Emergy’s four billion kroner Ukrainian wind farm is running for half a machine, and the box could be empty by February if technical issues are not resolved.
Norwegian wind energy firm Emergy, with notable investors such as Aker, Kjell Inge Røkke, Trond Mohn and brokerage Arctic Securities on the owner’s side, is fighting a desperate battle for survival.
Ahead of the weekend, the company announced that it had officially abandoned an attempt to raise four billion kroner to fund the giant Zophia wind project in Ukraine.
At the same time, the already completed Syvash wind farm in the same country was hit by major technical problems, with many turbines out of service.
“Funding to cover project costs is about to be tight if electrical system problems continue to prevent normal operation,” reads an update for Emergy affiliate East Renewable’s bondholders, published this weekend.
It was also emphasized that there is a risk of running out of cash in February “if the project is prevented from resuming operations as planned”.

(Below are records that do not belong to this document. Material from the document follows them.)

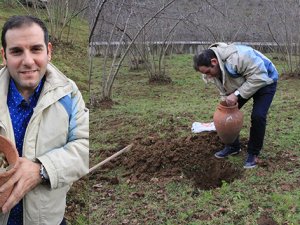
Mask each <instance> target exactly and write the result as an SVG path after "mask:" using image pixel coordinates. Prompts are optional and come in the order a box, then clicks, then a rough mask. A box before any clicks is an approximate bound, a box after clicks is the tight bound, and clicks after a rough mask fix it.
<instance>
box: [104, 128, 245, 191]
mask: <svg viewBox="0 0 300 225" xmlns="http://www.w3.org/2000/svg"><path fill="white" fill-rule="evenodd" d="M242 142H243V141H242ZM243 145H244V144H243ZM223 147H224V145H223V144H222V143H221V141H220V139H219V138H218V136H217V134H216V133H215V132H203V133H200V134H194V135H191V136H188V137H182V138H176V139H167V140H161V139H159V138H158V137H155V136H151V137H147V138H146V139H142V138H137V139H136V140H135V141H134V146H133V148H132V149H131V150H130V151H129V152H128V153H126V154H125V155H123V156H120V158H121V159H119V160H116V161H115V162H111V163H109V164H108V165H106V168H107V169H109V168H111V167H114V166H116V164H121V165H123V166H124V167H125V168H126V171H127V172H126V173H125V174H123V177H127V178H128V179H130V181H131V182H135V181H139V180H143V181H150V180H156V179H158V180H164V181H166V180H174V179H181V178H187V179H190V180H192V181H193V183H194V184H195V185H196V186H197V187H198V188H200V189H211V188H216V187H219V186H221V184H222V181H226V182H231V181H233V180H234V179H236V178H239V177H240V176H241V175H242V172H243V170H241V168H242V166H241V165H240V166H236V165H233V164H232V163H230V162H229V161H228V160H222V159H216V158H215V157H214V153H215V152H216V151H218V150H220V149H222V148H223ZM103 169H105V167H104V168H103Z"/></svg>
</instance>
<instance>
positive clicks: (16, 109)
mask: <svg viewBox="0 0 300 225" xmlns="http://www.w3.org/2000/svg"><path fill="white" fill-rule="evenodd" d="M44 81H45V77H44V78H43V79H42V80H41V82H40V83H39V85H38V87H37V88H36V89H35V91H34V93H33V94H32V95H31V96H30V97H29V101H28V102H26V100H25V99H24V98H23V96H22V95H21V94H20V92H19V91H18V89H17V87H16V84H15V82H14V80H13V79H10V83H9V90H8V95H7V105H8V109H9V113H10V118H11V122H12V125H13V129H14V134H15V141H16V147H17V150H18V152H19V156H22V149H23V141H24V135H25V131H26V128H27V125H28V123H29V120H30V118H31V116H32V114H33V109H34V108H35V106H36V104H37V101H38V99H39V96H40V93H41V91H42V88H43V85H44ZM7 225H23V204H22V200H21V201H20V202H19V203H18V204H17V205H16V206H15V207H14V208H13V209H12V210H11V211H10V214H9V219H8V223H7Z"/></svg>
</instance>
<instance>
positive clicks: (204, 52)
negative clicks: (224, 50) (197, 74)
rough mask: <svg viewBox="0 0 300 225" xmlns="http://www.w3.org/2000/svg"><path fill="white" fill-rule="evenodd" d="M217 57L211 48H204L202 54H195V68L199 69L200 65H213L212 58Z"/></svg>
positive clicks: (196, 70) (213, 51)
mask: <svg viewBox="0 0 300 225" xmlns="http://www.w3.org/2000/svg"><path fill="white" fill-rule="evenodd" d="M213 58H217V56H216V54H215V52H214V51H213V50H211V49H206V50H204V51H203V52H202V53H201V54H200V55H194V69H195V70H196V71H199V66H211V59H213Z"/></svg>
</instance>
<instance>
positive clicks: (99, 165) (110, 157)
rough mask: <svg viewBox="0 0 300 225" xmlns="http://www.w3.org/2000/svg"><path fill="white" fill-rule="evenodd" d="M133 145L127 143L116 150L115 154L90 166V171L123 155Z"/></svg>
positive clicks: (131, 146)
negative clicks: (120, 148)
mask: <svg viewBox="0 0 300 225" xmlns="http://www.w3.org/2000/svg"><path fill="white" fill-rule="evenodd" d="M132 146H133V144H130V145H127V146H126V147H125V148H123V149H121V150H120V151H118V152H116V153H115V154H113V155H111V156H110V157H108V158H106V159H104V160H103V161H102V162H100V163H98V164H96V165H95V166H93V167H92V168H90V170H89V173H92V172H93V171H94V170H96V169H97V168H99V167H100V166H103V165H104V164H105V163H107V162H109V161H110V160H112V159H114V158H116V157H117V156H119V155H121V154H122V153H124V152H127V151H129V150H130V149H131V148H132Z"/></svg>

E24 has sent questions to Emergy about measures being considered to avoid such a scenario, but has yet to receive an answer.
fire investigation
Emergy, formerly NBT, focused on developing wind energy in countries like Mongolia and China before hitting Ukraine hard in 2018.
Built in cooperation with France’s Total Eren, one of the country’s largest wind farms, Syvash has a capacity of 250 megawatts and a price tag of more than four billion kroner.
Emerge funded its share of the project cost in part through a €75 million bond loan from the European Bank for Reconstruction and Development (EBRD), issued by East Renewable.
After severe delays due to several technical problems, the park was finally completed last summer.
Then a fire broke out in one of the park’s 63 wind turbines in October, and large parts of the plant have since been shut down to investigate and repair the causes of the malfunction.
Malfunctions were previously suspected both in the electrical connections and during the actual installation work.
The bondholders’ report states that “the most recent schedule assumes that all work was completed in the first quarter, with a certain probability that the work will slip into the second quarter.”
Affected by the turmoil
The Syvash facility is located in the Chaplynka region, at the foot of Lake Syvash, adjacent to the occupied Crimea.
Wind energy is sold to the state-owned company Energorynok, and at full capacity the park can provide electricity to 100,000 households.
E24 wrote before the weekend that Emergy had lost the opportunity to enter into a similar “feed-in tariff” agreement with the authorities to get power from its planned Zophia project, which is three times larger than Syvash.
However, Emergy notes that current prices in the private “dealer” market are currently higher than the tariff level for wind power.
“This creates an opportunity for attractive long-term purchase agreements, and the project is in constructive dialogue with potential buyers,” Emergy wrote in a statement before the weekend.
In recent months, the company has worked hard to delay the maturity of its large $1 billion debt.
A potential solution to the funding crunch arose when Aker announced its acquisition of $3.1 billion at the end of 2019, but the offer was withdrawn in January 2020.
The process was not facilitated by an increased level of conflict between Ukraine and Russia, the latter working to implement a massive build-up of troops along the Ukrainian border.
NATO chief Jens Stoltenberg said before the end of the week that The danger of conflict in Europe is real, after the meeting of NATO foreign ministers in a digital meeting at noon Friday.